Articles of association

Last updated 31-08-2010

 

 

31/08/2010

Articles of association (pdf)

 

Article 1

The name of the company is BoConcept Holding A/S. The secondary name of the company is Denka Holding A/S (BoConcept Holding A/S).

 

The company is domiciled in the municipality of Herning, Denmark.

 

The objects of the company are to manufacture and trade in furniture and other related activities. The activities are carried out through subsidiaries only.

 

 

Article 2

The share capital of the company is DKK 28,621,190 divided into

2,400,000 Class A shares, in denominations of DKK 10 and multiples hereof

and

26,221,190 Class B shares, divided into shares in denominations of DKK 10.00.

 

The share capital is fully paid up.

 

No shareholder shall be obliged to have his or her shares redeemed, either wholly or in part.

 

 

Article 3

Special rules apply to voting and pre-emption rights in connection with increases in the share capital; in all other circumstances no shares shall confer special rights on the holder.

 

Class A shares are issued and must be registered in the name of the holder.

 

Class B shares are registered with the Danish Securities Centre and issued to bearer, but may be registered in the name of the holder and entered in the company's register of shareholders.

 

Class A shares are non-negotiable instruments.

Class B shares are negotiable instruments.

 

VP Securities A/S [the Danish Securities Centre], situated at  Weidekampsgade 14, P.O. Box 4040, 2300 Copenhagen S, keeps the register of shareholders on behalf of the company in pursuance of section 50 of the Danish Companies Act.

 

 

Article 4

The share capital may be increased with both Class A and Class B shares in the ratio existing between the two share classes at the time of the capital increase, or with either Class A or Class B shares.

 

Where the share capital is increased by means of a new issue, the shareholders shall, unless the general meeting passes a separate resolution to the contrary, be entitled to subscribe for the new shares on a pro rata basis thus that Class A shareholders are entitled to subscribe for new Class A shares only, and Class B shareholders are entitled to subscribe for new Class B shares only while both classes of shareholders shall be entitled to subscribe for the new shares on a pro rata basis if the increase applies to either Class A or Class B shares.

 

Shares that have been issued in connection with a capital increase shall be completely identical with the existing shares of the same share class with regard to rights, redeemability, negotiability, whether or not they shall be bearer shares or registered shares, whether or not they shall be negotiable or non-negotiable and whether or not a pre-emption right attaches to the shares in the case of future capital increases.

 

The shares shall be entitled to dividend and any other rights in the company from the time that is stated in the resolution to increase the capital or alternatively decided by the supervisory board.

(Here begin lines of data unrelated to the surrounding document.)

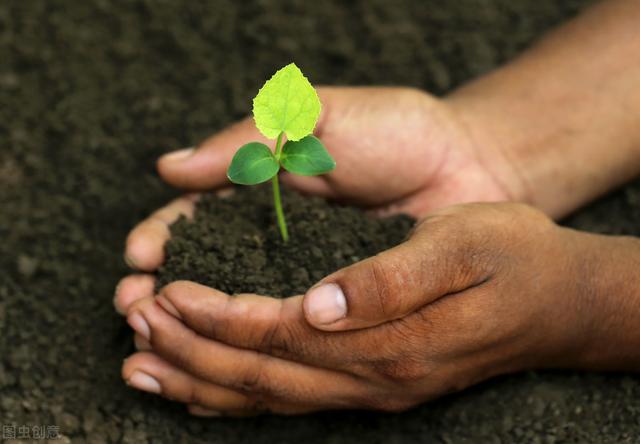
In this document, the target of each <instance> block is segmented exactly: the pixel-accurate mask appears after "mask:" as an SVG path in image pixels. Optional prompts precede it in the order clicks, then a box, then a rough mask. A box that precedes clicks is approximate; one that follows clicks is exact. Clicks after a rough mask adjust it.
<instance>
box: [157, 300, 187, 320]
mask: <svg viewBox="0 0 640 444" xmlns="http://www.w3.org/2000/svg"><path fill="white" fill-rule="evenodd" d="M156 302H157V303H158V304H160V306H161V307H162V308H164V309H165V311H167V312H169V314H170V315H171V316H173V317H174V318H176V319H180V320H182V316H180V312H179V311H178V310H177V309H176V307H175V306H174V305H173V303H172V302H171V301H169V299H167V298H166V297H164V296H162V295H161V296H158V297H157V298H156Z"/></svg>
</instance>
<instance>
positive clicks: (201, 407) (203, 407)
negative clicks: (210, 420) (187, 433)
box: [189, 404, 220, 417]
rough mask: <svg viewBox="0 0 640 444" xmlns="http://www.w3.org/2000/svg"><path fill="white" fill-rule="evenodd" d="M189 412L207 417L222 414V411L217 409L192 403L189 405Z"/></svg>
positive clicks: (193, 414)
mask: <svg viewBox="0 0 640 444" xmlns="http://www.w3.org/2000/svg"><path fill="white" fill-rule="evenodd" d="M189 413H191V414H192V415H194V416H206V417H214V416H220V412H218V411H217V410H209V409H205V408H204V407H200V406H199V405H195V404H192V405H190V406H189Z"/></svg>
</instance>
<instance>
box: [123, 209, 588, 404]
mask: <svg viewBox="0 0 640 444" xmlns="http://www.w3.org/2000/svg"><path fill="white" fill-rule="evenodd" d="M588 236H589V235H586V234H581V233H579V232H575V231H572V230H569V229H565V228H561V227H559V226H557V225H555V224H554V223H553V222H552V221H551V220H550V219H548V218H547V217H546V216H545V215H543V214H542V213H540V212H539V211H537V210H534V209H532V208H530V207H527V206H524V205H520V204H470V205H461V206H454V207H450V208H448V209H445V210H441V211H438V212H435V213H433V214H432V215H430V216H429V217H427V218H426V219H424V220H423V221H422V222H421V223H419V224H418V225H417V226H416V228H415V230H414V232H413V233H412V235H411V236H410V238H409V239H408V240H407V241H406V242H405V243H403V244H401V245H399V246H397V247H395V248H392V249H390V250H388V251H386V252H383V253H381V254H380V255H377V256H375V257H372V258H369V259H366V260H364V261H362V262H359V263H356V264H354V265H352V266H350V267H347V268H345V269H343V270H340V271H338V272H336V273H334V274H332V275H330V276H328V277H326V278H325V279H323V280H322V281H321V282H320V283H319V284H318V285H316V286H314V287H313V288H312V289H310V290H309V291H308V292H307V294H306V295H304V296H297V297H292V298H288V299H284V300H279V299H273V298H269V297H264V296H258V295H240V296H235V297H230V296H229V295H226V294H224V293H221V292H219V291H216V290H214V289H211V288H207V287H204V286H201V285H198V284H195V283H190V282H176V283H173V284H170V285H169V286H167V287H165V288H164V289H162V291H161V292H160V294H159V295H158V296H157V297H154V296H153V295H152V294H151V293H147V294H146V295H145V296H143V297H141V298H140V299H138V300H136V301H135V302H133V303H132V304H131V305H130V306H129V307H128V314H127V319H128V322H129V324H130V325H131V326H132V327H133V328H134V330H135V331H136V343H137V346H138V348H139V350H140V352H138V353H136V354H135V355H133V356H132V357H131V358H129V359H128V360H127V361H126V362H125V363H124V365H123V369H122V373H123V377H124V379H125V380H126V381H127V382H128V384H130V385H131V386H133V387H135V388H138V389H141V390H145V391H148V392H153V393H157V394H160V395H162V396H165V397H167V398H169V399H174V400H177V401H180V402H183V403H186V404H188V405H189V406H190V410H191V411H192V412H193V413H195V414H201V415H218V414H228V415H244V414H248V413H255V412H260V411H270V412H275V413H283V414H294V413H305V412H310V411H315V410H322V409H339V408H364V409H380V410H385V411H398V410H403V409H406V408H409V407H411V406H414V405H416V404H418V403H420V402H422V401H425V400H428V399H431V398H434V397H437V396H440V395H443V394H445V393H448V392H451V391H456V390H460V389H462V388H464V387H467V386H469V385H472V384H474V383H477V382H479V381H482V380H484V379H487V378H490V377H492V376H495V375H498V374H503V373H508V372H515V371H519V370H523V369H528V368H539V367H556V366H563V365H567V364H569V363H571V362H572V361H573V360H574V359H576V355H577V354H579V353H580V350H581V348H582V347H583V346H584V341H585V338H588V337H589V335H588V334H586V330H585V329H586V328H587V326H588V325H589V324H590V322H591V321H592V320H591V319H590V318H589V311H588V310H585V307H588V304H587V303H586V301H585V300H583V297H584V294H583V292H582V287H580V285H586V284H585V279H584V278H585V276H586V273H585V269H583V266H582V264H583V259H584V258H586V257H589V255H590V252H589V251H588V250H586V248H588V247H589V245H591V244H590V242H589V240H588ZM583 237H585V238H587V239H586V240H585V239H584V238H583Z"/></svg>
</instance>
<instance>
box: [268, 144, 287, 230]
mask: <svg viewBox="0 0 640 444" xmlns="http://www.w3.org/2000/svg"><path fill="white" fill-rule="evenodd" d="M283 134H284V133H280V134H279V135H278V140H277V141H276V154H275V155H276V159H278V160H280V151H281V149H282V135H283ZM271 185H273V202H274V206H275V209H276V218H277V220H278V227H280V234H281V235H282V240H284V241H285V242H287V241H288V240H289V232H288V231H287V222H286V221H285V219H284V212H283V211H282V201H281V199H280V182H278V174H276V175H275V176H273V178H272V179H271Z"/></svg>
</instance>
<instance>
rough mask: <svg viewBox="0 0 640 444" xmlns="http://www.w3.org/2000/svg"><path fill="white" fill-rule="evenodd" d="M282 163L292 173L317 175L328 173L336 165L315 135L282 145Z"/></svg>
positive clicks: (310, 175) (281, 153)
mask: <svg viewBox="0 0 640 444" xmlns="http://www.w3.org/2000/svg"><path fill="white" fill-rule="evenodd" d="M280 163H281V164H282V166H283V167H284V168H285V169H286V170H287V171H289V172H290V173H296V174H300V175H302V176H317V175H319V174H324V173H328V172H329V171H332V170H333V169H334V168H335V167H336V161H335V160H333V158H332V157H331V155H330V154H329V153H328V152H327V149H326V148H325V147H324V145H322V142H320V140H319V139H318V138H317V137H315V136H307V137H305V138H303V139H301V140H299V141H297V142H292V141H288V142H287V143H285V144H284V146H283V147H282V153H281V155H280Z"/></svg>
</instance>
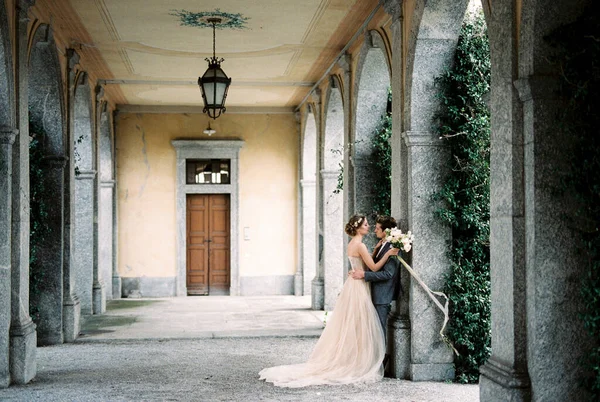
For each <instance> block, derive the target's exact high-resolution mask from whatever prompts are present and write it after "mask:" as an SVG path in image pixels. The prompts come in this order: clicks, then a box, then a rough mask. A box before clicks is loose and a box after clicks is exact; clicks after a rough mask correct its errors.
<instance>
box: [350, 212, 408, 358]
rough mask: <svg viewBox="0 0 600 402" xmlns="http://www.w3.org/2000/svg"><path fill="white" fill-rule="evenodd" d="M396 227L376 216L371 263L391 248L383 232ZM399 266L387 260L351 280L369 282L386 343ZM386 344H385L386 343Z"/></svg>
mask: <svg viewBox="0 0 600 402" xmlns="http://www.w3.org/2000/svg"><path fill="white" fill-rule="evenodd" d="M395 227H396V220H395V219H394V218H392V217H391V216H378V217H377V220H376V223H375V236H377V238H378V239H379V242H378V243H377V246H375V250H373V261H375V263H377V262H378V261H379V260H380V259H381V257H383V256H384V255H385V253H386V252H387V251H388V250H389V249H390V248H391V247H392V245H391V243H389V242H387V241H385V237H386V234H385V230H386V229H392V228H395ZM399 265H400V262H399V261H398V259H396V258H389V259H388V260H387V262H386V263H385V265H384V266H383V268H381V269H380V270H379V271H377V272H372V271H364V272H363V271H359V270H357V271H354V272H353V273H352V278H354V279H364V280H365V281H366V282H371V300H372V301H373V305H374V306H375V310H377V315H379V320H380V322H381V327H382V328H383V334H384V336H385V339H386V341H387V318H388V314H389V313H390V309H391V306H390V304H391V303H392V301H393V300H396V299H398V295H399V293H400V283H399V280H398V279H399V278H398V275H399V269H398V268H399ZM386 344H387V342H386ZM388 357H389V356H388V355H387V354H386V355H385V359H384V367H385V363H387V360H388Z"/></svg>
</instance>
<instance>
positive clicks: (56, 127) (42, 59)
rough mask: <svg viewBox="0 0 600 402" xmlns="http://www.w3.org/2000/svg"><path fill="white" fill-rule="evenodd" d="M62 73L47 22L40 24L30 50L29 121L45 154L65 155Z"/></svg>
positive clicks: (29, 78) (35, 32)
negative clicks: (46, 24)
mask: <svg viewBox="0 0 600 402" xmlns="http://www.w3.org/2000/svg"><path fill="white" fill-rule="evenodd" d="M61 77H62V73H61V69H60V62H59V59H58V52H57V49H56V45H55V43H54V39H53V35H52V30H51V28H50V26H49V25H46V24H42V25H39V26H38V27H37V29H36V31H35V33H34V34H33V35H32V40H31V46H30V53H29V122H30V125H33V127H34V128H36V129H38V130H41V131H42V133H40V134H41V135H42V136H43V138H42V143H43V147H44V153H45V155H46V156H49V157H58V158H61V157H62V158H64V157H65V154H66V147H65V146H66V128H65V114H64V94H63V92H62V88H63V85H62V78H61Z"/></svg>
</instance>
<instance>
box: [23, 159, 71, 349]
mask: <svg viewBox="0 0 600 402" xmlns="http://www.w3.org/2000/svg"><path fill="white" fill-rule="evenodd" d="M66 165H67V160H66V158H65V157H61V156H55V157H46V158H44V165H43V166H44V170H45V174H46V175H45V177H44V184H45V186H46V193H45V194H43V196H44V198H45V199H46V200H47V202H48V203H47V207H48V216H47V218H46V222H47V224H48V227H49V230H50V234H49V236H47V237H45V238H44V239H42V240H41V242H40V244H39V248H38V251H37V256H38V261H39V262H38V263H37V264H36V265H37V267H38V269H39V271H36V272H35V275H36V276H37V277H38V278H39V281H40V282H39V292H38V293H37V294H32V295H31V304H32V305H33V306H36V307H37V309H38V310H39V313H38V316H39V320H38V342H39V344H40V345H55V344H59V343H63V341H64V334H63V325H62V324H63V314H64V312H63V301H64V300H63V284H64V283H63V268H64V266H63V258H64V248H63V241H62V240H63V239H64V227H63V216H64V215H63V214H64V211H63V203H62V202H61V201H62V200H61V198H62V197H63V192H64V170H65V167H66ZM57 239H59V240H58V241H57ZM32 274H33V272H32Z"/></svg>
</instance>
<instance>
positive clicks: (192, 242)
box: [186, 194, 230, 295]
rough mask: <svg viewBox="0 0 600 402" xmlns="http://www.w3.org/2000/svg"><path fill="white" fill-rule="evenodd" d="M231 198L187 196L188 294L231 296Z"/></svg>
mask: <svg viewBox="0 0 600 402" xmlns="http://www.w3.org/2000/svg"><path fill="white" fill-rule="evenodd" d="M229 213H230V212H229V195H227V194H194V195H188V196H187V280H186V283H187V293H188V294H190V295H206V294H229V287H230V250H229V247H230V234H229V227H230V225H229V222H230V221H229V219H230V218H229Z"/></svg>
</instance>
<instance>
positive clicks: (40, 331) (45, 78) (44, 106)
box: [28, 26, 67, 345]
mask: <svg viewBox="0 0 600 402" xmlns="http://www.w3.org/2000/svg"><path fill="white" fill-rule="evenodd" d="M28 85H29V89H28V93H29V135H30V137H31V141H30V208H31V211H30V281H29V285H30V286H29V290H30V293H29V301H30V309H29V310H30V314H31V317H32V319H33V320H34V322H35V323H36V325H37V340H38V345H52V344H58V343H62V342H63V340H64V337H63V285H64V284H63V277H64V275H63V264H64V249H63V245H64V187H65V171H66V166H67V158H66V156H65V146H64V145H65V142H64V138H65V131H64V125H63V99H62V93H61V88H62V84H61V70H60V65H59V63H58V57H57V54H56V48H55V44H54V42H53V40H52V35H51V32H50V28H49V27H48V26H41V27H39V28H38V30H37V32H36V34H35V36H34V40H33V44H32V47H31V55H30V59H29V83H28Z"/></svg>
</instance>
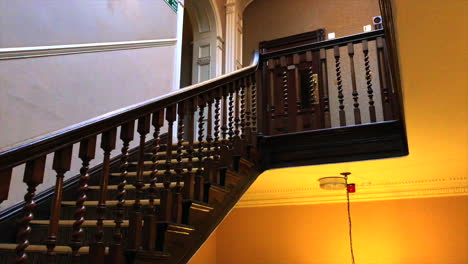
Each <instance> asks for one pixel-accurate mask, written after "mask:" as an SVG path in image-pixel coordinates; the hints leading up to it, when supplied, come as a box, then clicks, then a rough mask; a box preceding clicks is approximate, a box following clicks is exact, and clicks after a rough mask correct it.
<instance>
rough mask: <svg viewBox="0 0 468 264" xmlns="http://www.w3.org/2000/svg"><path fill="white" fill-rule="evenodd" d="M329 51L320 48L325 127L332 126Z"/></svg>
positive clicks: (323, 110) (320, 86)
mask: <svg viewBox="0 0 468 264" xmlns="http://www.w3.org/2000/svg"><path fill="white" fill-rule="evenodd" d="M327 68H328V67H327V51H326V50H325V49H320V78H319V79H320V87H323V100H322V101H323V127H324V128H330V127H331V116H330V97H329V91H328V69H327Z"/></svg>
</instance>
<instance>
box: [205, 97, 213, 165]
mask: <svg viewBox="0 0 468 264" xmlns="http://www.w3.org/2000/svg"><path fill="white" fill-rule="evenodd" d="M205 101H206V102H207V105H208V119H207V124H206V148H207V149H208V151H207V152H206V156H207V159H208V160H211V157H212V156H213V150H212V147H213V145H212V142H213V97H212V96H211V95H206V100H205Z"/></svg>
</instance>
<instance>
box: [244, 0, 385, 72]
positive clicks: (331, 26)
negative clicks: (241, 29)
mask: <svg viewBox="0 0 468 264" xmlns="http://www.w3.org/2000/svg"><path fill="white" fill-rule="evenodd" d="M377 15H380V10H379V5H378V1H377V0H296V1H284V0H255V1H253V2H252V4H250V5H249V6H248V7H247V8H246V9H245V11H244V45H243V54H244V55H243V63H244V65H247V64H249V62H250V60H251V56H252V51H253V50H255V49H258V43H259V42H261V41H265V40H272V39H276V38H280V37H287V36H290V35H294V34H299V33H304V32H308V31H312V30H316V29H319V28H325V29H326V31H327V32H335V33H336V37H342V36H346V35H351V34H356V33H360V32H362V27H363V26H364V25H368V24H371V22H372V17H373V16H377Z"/></svg>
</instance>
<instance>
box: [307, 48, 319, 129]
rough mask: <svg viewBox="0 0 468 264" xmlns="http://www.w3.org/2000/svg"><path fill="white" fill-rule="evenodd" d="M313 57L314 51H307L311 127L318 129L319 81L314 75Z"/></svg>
mask: <svg viewBox="0 0 468 264" xmlns="http://www.w3.org/2000/svg"><path fill="white" fill-rule="evenodd" d="M312 59H313V54H312V51H307V52H306V62H307V65H309V66H308V67H307V80H308V85H309V87H308V88H309V105H310V116H311V126H310V127H311V128H312V129H317V128H318V127H317V109H316V108H315V107H316V104H317V101H318V100H317V96H318V94H319V93H318V89H317V86H318V83H317V80H316V77H315V76H314V72H313V68H312Z"/></svg>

The rights enter into force no later than 12 months after the registration.

 

 

Article 5

Where a shareholder wishes to sell one or more Class A shares, the said shares shall be offered via the supervisory board on behalf of the other Class A shares at a price which is not below the average buying price for the Class B shares quoted by OMX Nasdaq Copenhagen during the three months preceding the offer. The offer shall be accompanied by a certificate from a bank or stock exchange confirming the said average price. If no official quotation exists for the Class B shares relating to the past three months, the Class A shares that are offered for sale shall be offered at a price which is not below the price estimated by a bank or stock exchange appointed by the supervisory board at the said time.

 

The supervisory board shall immediately notify holders of pre-emption rights of the offer, and the said persons shall have a time limit of 30 days for acceptance.

 

Within 30 days of accepting the offer the supervisory board shall notify the said shareholder whether there are any other Class A shareholders who wish to take over the said shareholding. The purchase price shall be paid within a month of accepting.

 

If the other Class A shareholders fail to exercise their pre-emption right to the Class A shares offered, in part or in full, the shareholder who wishes to sell shall be entitled to sell the holding of shares not wanted by the other Class A shareholders to a third party within a period of three months subject to the same terms and at a price which shall not be below the price offered the other Class A shareholders. After the expiry of this time limit the provision on pre-emption rights shall apply once again.

 

The passing of shares by succession or transfer inter vivos to a spouse, issue or the founders' family foundations shall not be subject to this provision.

 

The provisions in this article shall also apply to a forced sale in the course of the administration of an estate or any other debt enforcement proceedings.

 

No restrictions shall apply to the negotiability of Class B shares.

 

 

Article 6

Dividend payable to holders of Class A shares is paid to the addresses entered in the register of shareholders.

 

Dividend payable to holders of Class B shares is paid through the Danish Securities Centre (VP Securities A/S) in accordance with the registration made.

 

Dividend due, but not drawn five years after the date on which it was due for distribution, shall accrue to the company's reserve fund (or liquid reserve fund) after which time coupons issued shall have no validity vis-à-vis the company.